During a heat-related inspection, CSHOs will:

  • Review employers’ OSHA 300 injury and illness logs and 301 incident reports for entries indicating heat-related illnesses.
  • Review any records of heat-related emergency room visits and/or ambulance transport even if in-patient hospitalization did not occur.
  • Determine if the employer has a heat illness and injury program.
  • Interview workers, including both new employees and any employees who have recently returned to work, for symptoms of dehydration, dizziness, fainting, headache, or other conditions that may indicate heat-related illnesses.

By June 7, 2022, State OSHA Plans must submit a notice of intent indicating whether they already have a similar policy or intend to adopt new policies and procedures. OSHA will provide summary information on the State Plan responses to the NEP on its State Plan Adoption of Federal OSHA Standards and Directive website.


A standard already exists in some states. California, Oregon, and Washington have heat stress or heat illness prevention standards, and Minnesota has a state standard for work in cold and hot environments.

What should employers do now?

Heat illness is not new and the control measures are well-documented. It’s a good idea to review your OSHA logs to determine if there have been work-related heat injuries or illnesses and how these were addressed.

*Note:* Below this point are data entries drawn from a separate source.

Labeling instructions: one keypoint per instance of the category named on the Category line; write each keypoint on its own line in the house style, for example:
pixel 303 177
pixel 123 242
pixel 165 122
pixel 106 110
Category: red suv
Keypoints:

If you haven’t already done so, conduct a hazard analysis of job duties or positions that could involve exposure to extreme heat, including an analysis of outdoor and indoor workspaces.

CSHOs are directed to determine if the employer has a heat illness and injury program. Employers should be able to provide a written program and demonstrate implementation of the program including:

  • Heat-acclimatization periods for new and returning workers
  • How the employer monitors ambient temperatures and levels of work exertion at the worksite
  • Unlimited cool water that is easily accessible to all employees, and additional breaks for hydration
  • Scheduled rest breaks, with access to shaded areas
  • Administrative controls such as earlier start times and employee/job rotation that are used to limit heat exposures
  • A “buddy” system of worker observation used on hot days
  • Documented training on heat illness signs, how to report signs and symptoms, first aid, how to contact emergency personnel, prevention, and the importance of hydration

If you operate in California, Minnesota, Oregon, or Washington be sure you comply with existing standards.